# 95 chevy 1500 running rough



## leonardjudy (Jan 20, 2008)

i have a 95 chevy pickup running rough ,4.3 i changed plugs,wires,rotor button,cap,pcv valve,converter and oxy sensor, when i get on the highway the check engin light comes on and throws the oxy code but i changed it twice so that aint it,could somebody give some advise. thank alot


----------



## mack1 (Nov 27, 2007)

Hi Leonardjudy
I was hoping someone more qualified (had a similar problem) would offer help, but at this point, I see none. I have a 4.3 engine in a 96 s10 blazer. Probably almost the same as yours that had a fuel injection problem so I got the opertunity to look into the fuel systems further than I wanted to. I bought and read a Haynes Repair Manual. In doing so, I found that the system has probably 5 sensors related to the air and fuel ratio. The computer looks at throttle position and engine timing to know when to inject fuel. It looks at other sensors to know how much to inject. If it isn't right, an oxygen sensor in one of the exhaust pipes will complain about it. (the check engine lamp) The error code will tell you which oxygen sensor is complaining, but won't tell you what the problem is. If you intend to fix the problem yourself, I would suggest you get a repair manual, volt/ohm meter, and fuel pressure guage. For the engine to run smoothly, you will need about 60 psi on the fuel pressure. The meter will help you track down sensor problems. 
Be sure the air filter is clean. 
Wish I could be of more help.


----------



## leonardjudy (Jan 20, 2008)

thanks for the info mack1. if you could tell me the 5 sensors related to the air fuel ratio i would appreciate it


----------



## jeepinboy70 (Jan 6, 2008)

You have a 95, the 96 is a vortec motor. The 95 is still a throttle body set up. (15 lbs fuel pressure) And there should be only one o2 sensor. I suggest that if you already replaced the sensor, then. I would look into the wiring going to it. It is 13 years old now, never know what you'll find inside the wiring loom.


----------



## leonardjudy (Jan 20, 2008)

thank you ill check those wires , but mine is a votec motor unless someone put valve covers that say vortec on it , and it is throtle body


----------



## qldit (Mar 26, 2007)

Good Morning leonardjudy, from your description it would appear you suspect ignition is the problem, that would also be my suspicion, however, as mack1 suggests, things may not be as they appear.

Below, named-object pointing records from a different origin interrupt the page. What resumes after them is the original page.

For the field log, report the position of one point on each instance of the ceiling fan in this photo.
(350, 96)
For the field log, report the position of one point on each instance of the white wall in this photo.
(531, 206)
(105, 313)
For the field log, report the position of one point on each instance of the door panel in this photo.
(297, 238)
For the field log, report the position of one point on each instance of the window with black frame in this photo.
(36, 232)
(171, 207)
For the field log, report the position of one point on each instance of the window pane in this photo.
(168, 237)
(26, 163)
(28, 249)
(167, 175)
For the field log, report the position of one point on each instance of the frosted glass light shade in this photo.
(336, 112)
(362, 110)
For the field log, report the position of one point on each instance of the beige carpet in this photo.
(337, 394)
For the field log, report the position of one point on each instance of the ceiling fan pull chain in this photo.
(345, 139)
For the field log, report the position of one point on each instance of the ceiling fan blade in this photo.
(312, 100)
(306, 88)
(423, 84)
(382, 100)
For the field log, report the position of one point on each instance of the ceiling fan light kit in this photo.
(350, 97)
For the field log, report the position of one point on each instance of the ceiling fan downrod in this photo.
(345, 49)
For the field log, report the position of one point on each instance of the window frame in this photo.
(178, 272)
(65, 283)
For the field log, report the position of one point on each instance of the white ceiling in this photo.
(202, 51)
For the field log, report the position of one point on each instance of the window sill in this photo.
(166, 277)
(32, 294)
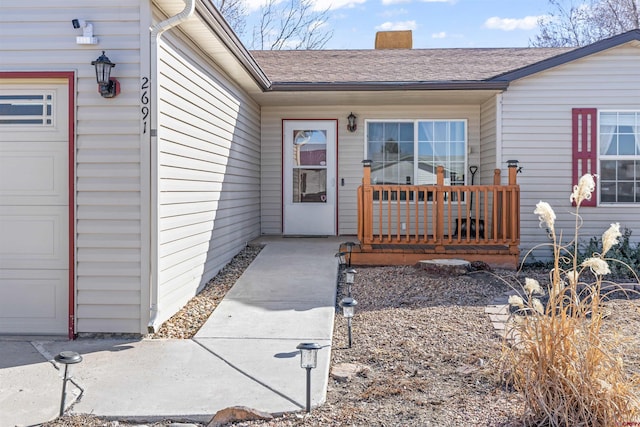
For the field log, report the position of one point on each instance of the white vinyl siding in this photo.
(107, 172)
(536, 125)
(209, 172)
(488, 142)
(351, 148)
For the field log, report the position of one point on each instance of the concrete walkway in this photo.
(245, 354)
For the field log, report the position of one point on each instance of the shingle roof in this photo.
(397, 65)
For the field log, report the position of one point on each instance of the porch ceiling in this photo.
(399, 97)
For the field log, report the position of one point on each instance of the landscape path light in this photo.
(308, 361)
(342, 262)
(67, 358)
(349, 246)
(350, 277)
(348, 310)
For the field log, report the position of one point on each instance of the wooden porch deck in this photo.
(403, 224)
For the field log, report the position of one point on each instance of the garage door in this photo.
(34, 141)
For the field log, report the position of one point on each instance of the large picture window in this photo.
(619, 158)
(408, 152)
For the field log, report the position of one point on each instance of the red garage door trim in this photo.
(70, 77)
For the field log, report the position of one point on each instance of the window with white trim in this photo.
(619, 156)
(409, 151)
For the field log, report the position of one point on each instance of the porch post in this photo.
(514, 208)
(367, 207)
(496, 229)
(439, 201)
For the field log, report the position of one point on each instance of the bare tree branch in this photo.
(291, 25)
(586, 22)
(234, 12)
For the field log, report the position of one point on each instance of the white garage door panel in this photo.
(33, 302)
(34, 206)
(34, 239)
(35, 176)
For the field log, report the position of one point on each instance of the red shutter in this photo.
(585, 137)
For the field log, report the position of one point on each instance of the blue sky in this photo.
(435, 23)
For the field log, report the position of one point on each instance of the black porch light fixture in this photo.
(348, 310)
(107, 87)
(308, 361)
(351, 123)
(67, 358)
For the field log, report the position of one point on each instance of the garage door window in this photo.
(26, 109)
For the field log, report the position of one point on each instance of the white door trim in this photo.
(318, 214)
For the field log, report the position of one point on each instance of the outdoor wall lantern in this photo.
(308, 361)
(350, 276)
(67, 358)
(107, 87)
(351, 123)
(348, 310)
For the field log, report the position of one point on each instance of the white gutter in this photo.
(156, 32)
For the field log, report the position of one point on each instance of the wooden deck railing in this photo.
(439, 215)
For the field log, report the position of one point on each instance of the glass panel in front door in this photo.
(309, 166)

I also would suggest getting a Haynes type manual and some means of checking the fuel pressure. 
Be careful and ensure decent adapters are used to couple to the fuel rail.

I am a great believer in giving the fuel tank a shot of injector cleaner and running for a period with decent fuel to see if that has any effect before getting too involved with parts changing.

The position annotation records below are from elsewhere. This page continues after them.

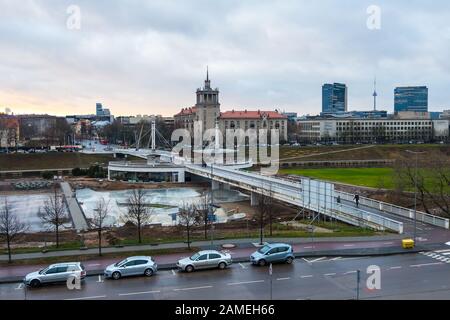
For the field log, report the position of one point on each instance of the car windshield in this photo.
(195, 256)
(120, 263)
(264, 249)
(43, 271)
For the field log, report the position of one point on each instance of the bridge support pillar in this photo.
(225, 186)
(215, 185)
(181, 176)
(254, 199)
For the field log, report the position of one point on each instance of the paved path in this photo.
(303, 247)
(78, 218)
(325, 278)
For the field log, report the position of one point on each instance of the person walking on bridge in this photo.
(356, 198)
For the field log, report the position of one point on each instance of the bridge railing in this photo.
(397, 210)
(290, 192)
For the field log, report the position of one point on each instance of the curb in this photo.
(328, 253)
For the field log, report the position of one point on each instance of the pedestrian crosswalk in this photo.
(439, 255)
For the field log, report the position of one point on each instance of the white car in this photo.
(207, 259)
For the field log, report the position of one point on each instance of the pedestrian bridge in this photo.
(314, 195)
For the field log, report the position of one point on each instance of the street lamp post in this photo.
(416, 153)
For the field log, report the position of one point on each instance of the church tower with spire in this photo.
(207, 106)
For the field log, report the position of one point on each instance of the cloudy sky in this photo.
(149, 56)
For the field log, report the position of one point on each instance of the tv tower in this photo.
(375, 95)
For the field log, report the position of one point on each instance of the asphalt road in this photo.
(412, 276)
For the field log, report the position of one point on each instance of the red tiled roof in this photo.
(9, 122)
(186, 111)
(251, 115)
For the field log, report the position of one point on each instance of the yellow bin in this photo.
(408, 243)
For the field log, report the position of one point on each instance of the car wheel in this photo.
(35, 283)
(148, 272)
(222, 265)
(189, 268)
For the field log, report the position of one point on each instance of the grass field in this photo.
(366, 177)
(380, 178)
(359, 152)
(50, 161)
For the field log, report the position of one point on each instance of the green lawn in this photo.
(51, 160)
(366, 177)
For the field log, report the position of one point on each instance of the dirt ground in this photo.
(105, 185)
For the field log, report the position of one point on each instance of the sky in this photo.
(150, 56)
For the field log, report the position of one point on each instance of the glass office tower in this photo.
(334, 98)
(411, 99)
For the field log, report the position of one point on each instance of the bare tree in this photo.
(204, 208)
(262, 214)
(101, 213)
(432, 181)
(53, 214)
(188, 217)
(138, 211)
(10, 226)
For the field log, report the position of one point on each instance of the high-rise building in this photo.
(206, 109)
(411, 99)
(334, 98)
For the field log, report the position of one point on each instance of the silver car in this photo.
(54, 273)
(205, 260)
(132, 266)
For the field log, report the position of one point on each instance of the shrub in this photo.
(48, 175)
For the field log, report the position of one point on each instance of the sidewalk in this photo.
(385, 245)
(242, 243)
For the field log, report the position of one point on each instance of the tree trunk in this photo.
(270, 224)
(261, 230)
(99, 241)
(139, 233)
(206, 227)
(57, 236)
(189, 237)
(8, 242)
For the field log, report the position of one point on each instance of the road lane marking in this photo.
(337, 258)
(395, 268)
(87, 298)
(138, 293)
(244, 282)
(316, 260)
(425, 265)
(193, 288)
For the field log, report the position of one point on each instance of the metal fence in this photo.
(397, 210)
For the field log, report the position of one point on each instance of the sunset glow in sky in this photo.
(148, 57)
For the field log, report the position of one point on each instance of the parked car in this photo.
(205, 260)
(55, 273)
(132, 266)
(273, 253)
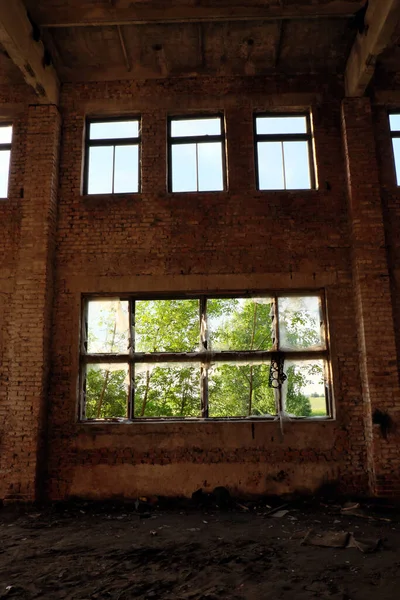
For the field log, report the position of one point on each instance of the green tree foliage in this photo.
(106, 393)
(233, 389)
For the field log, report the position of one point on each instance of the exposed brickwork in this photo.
(375, 326)
(26, 404)
(332, 238)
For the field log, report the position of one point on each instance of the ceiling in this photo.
(101, 40)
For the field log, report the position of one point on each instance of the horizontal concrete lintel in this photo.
(86, 283)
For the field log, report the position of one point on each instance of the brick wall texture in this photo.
(57, 245)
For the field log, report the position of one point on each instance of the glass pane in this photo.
(184, 170)
(239, 324)
(167, 326)
(5, 134)
(4, 172)
(396, 152)
(108, 327)
(107, 389)
(239, 391)
(188, 127)
(270, 166)
(100, 170)
(300, 323)
(297, 166)
(210, 167)
(114, 130)
(394, 122)
(126, 175)
(304, 391)
(274, 125)
(167, 390)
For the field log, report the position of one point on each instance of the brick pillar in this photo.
(23, 440)
(375, 325)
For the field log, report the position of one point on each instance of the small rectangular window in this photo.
(394, 121)
(284, 156)
(112, 156)
(5, 154)
(196, 154)
(208, 356)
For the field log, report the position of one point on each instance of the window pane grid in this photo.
(394, 122)
(194, 384)
(112, 163)
(5, 156)
(196, 154)
(284, 152)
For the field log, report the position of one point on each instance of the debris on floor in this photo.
(341, 539)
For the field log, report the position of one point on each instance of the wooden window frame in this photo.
(395, 135)
(177, 140)
(203, 356)
(115, 142)
(285, 137)
(8, 148)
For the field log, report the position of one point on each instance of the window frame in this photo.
(197, 140)
(286, 137)
(394, 134)
(132, 358)
(7, 147)
(135, 141)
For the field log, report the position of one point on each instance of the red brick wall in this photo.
(231, 240)
(239, 239)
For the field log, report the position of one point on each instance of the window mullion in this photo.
(132, 321)
(204, 347)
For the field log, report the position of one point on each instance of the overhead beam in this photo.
(381, 19)
(88, 14)
(28, 55)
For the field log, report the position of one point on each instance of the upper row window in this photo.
(197, 154)
(5, 153)
(112, 157)
(394, 121)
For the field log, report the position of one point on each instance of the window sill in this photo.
(198, 420)
(109, 195)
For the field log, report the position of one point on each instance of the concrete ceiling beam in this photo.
(87, 14)
(381, 19)
(16, 36)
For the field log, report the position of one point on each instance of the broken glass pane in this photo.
(304, 392)
(167, 326)
(270, 166)
(239, 391)
(297, 165)
(281, 125)
(126, 174)
(114, 130)
(239, 324)
(396, 152)
(5, 134)
(167, 390)
(184, 168)
(100, 179)
(108, 327)
(195, 127)
(210, 167)
(107, 390)
(4, 172)
(300, 323)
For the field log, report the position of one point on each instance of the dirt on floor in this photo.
(117, 552)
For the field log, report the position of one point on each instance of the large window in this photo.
(5, 153)
(196, 154)
(394, 120)
(112, 156)
(210, 357)
(284, 152)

A O2 sensor code may not be an actual O2 problem, consider it as just a pointer that combustion sensing is improper or that the resistance of that circuit may be outside tolerances.
Normally a small voltage is generated by the presence of O2 in the hot gases passing that sensor, so that wiring integrity is important.

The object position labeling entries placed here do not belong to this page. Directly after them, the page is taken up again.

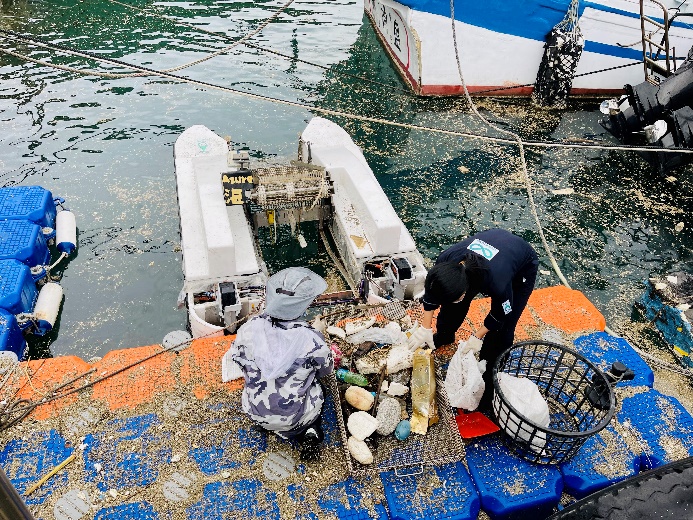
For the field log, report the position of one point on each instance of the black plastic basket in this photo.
(567, 381)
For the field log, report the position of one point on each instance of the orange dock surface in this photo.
(166, 439)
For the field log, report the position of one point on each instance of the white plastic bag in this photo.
(523, 395)
(463, 382)
(230, 370)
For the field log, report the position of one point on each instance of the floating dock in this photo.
(156, 435)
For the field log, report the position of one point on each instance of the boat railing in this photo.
(655, 64)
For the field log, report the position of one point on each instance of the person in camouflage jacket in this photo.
(282, 359)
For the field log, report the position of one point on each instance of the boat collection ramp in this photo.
(153, 434)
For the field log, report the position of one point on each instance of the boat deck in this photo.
(165, 439)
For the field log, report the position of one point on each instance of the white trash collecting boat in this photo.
(223, 203)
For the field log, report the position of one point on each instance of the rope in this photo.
(518, 140)
(214, 54)
(24, 407)
(320, 110)
(262, 49)
(655, 360)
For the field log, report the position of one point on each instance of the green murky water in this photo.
(106, 146)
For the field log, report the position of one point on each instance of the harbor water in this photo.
(105, 145)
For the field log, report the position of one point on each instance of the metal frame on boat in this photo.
(223, 203)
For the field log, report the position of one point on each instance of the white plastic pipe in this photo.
(65, 231)
(48, 303)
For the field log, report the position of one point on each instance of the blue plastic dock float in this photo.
(26, 461)
(659, 425)
(18, 292)
(345, 501)
(603, 350)
(23, 241)
(32, 203)
(603, 460)
(11, 338)
(511, 488)
(451, 494)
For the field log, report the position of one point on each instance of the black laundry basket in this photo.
(565, 379)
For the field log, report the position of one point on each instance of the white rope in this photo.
(518, 140)
(311, 108)
(209, 56)
(655, 360)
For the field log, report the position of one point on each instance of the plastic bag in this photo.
(230, 370)
(523, 395)
(463, 382)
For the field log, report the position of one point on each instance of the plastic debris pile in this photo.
(395, 413)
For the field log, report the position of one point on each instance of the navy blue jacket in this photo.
(507, 256)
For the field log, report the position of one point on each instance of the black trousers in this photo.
(496, 341)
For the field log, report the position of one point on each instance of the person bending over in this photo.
(282, 358)
(494, 263)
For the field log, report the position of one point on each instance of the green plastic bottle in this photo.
(346, 376)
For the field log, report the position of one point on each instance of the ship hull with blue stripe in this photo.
(500, 43)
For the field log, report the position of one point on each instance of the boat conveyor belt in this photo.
(166, 439)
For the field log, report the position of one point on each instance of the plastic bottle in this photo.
(346, 376)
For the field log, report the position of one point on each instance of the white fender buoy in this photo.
(48, 305)
(65, 232)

When this voltage is apparent the scheme is to add more fuel and modulate engine speed for proper burning efficiency dependent on throttle position. This effect is maintained very quickly and is continuous.

If there is a lot of garbage apparent in the exhaust when the erratic running is happening with correct fuel pressure having been checked, I would be looking at the ignition system more closely.

Defectve leads and massively set plug gaps or running the engine with a plug lead disconnected can reflect into the coil driving circuit and damage the driving system, so spark becomes erratic.

Sometimes this erraticity can be heard on a simple portable AM radio tuned to the low end of the band. (clicking noise is erratic)

Any of this kind of discrepant ignition firing effect is generally more evident under accelleration conditions, especially with low engine speed.
(hesitation)

Others will have different ideas.

Cheers, qldit.


----------



## leonardjudy (Jan 20, 2008)

thanks for the tips, i've been stump by the whole thing. it runs rough at idle ,like its missing,,just check fuel pressure and the harrness, so far that all checks out,,its gettin crazy ,,lol


----------



## island auto (Oct 5, 2007)

also check the egr valve remove it and check for carbon buildup holding the egr open


----------



## qldit (Mar 26, 2007)

Good Evening leonardjudy, these kinds of problems can be a real pain.

It may be an idea to go back to basics and also consider doing a compression check, it can sometimes cause upset if there is a compression loss enough to cause misfiring and this can affect the whole loop.

My gut feeling is that the problem is ignition but gummy or sticking injectors can produce a similar effect.

Does that vehicle have separate coilpacks?

Have you double-checked the firing order and spark-plug leads are definitely correct?

Others will have different ideas.

Cheers, qldit.


----------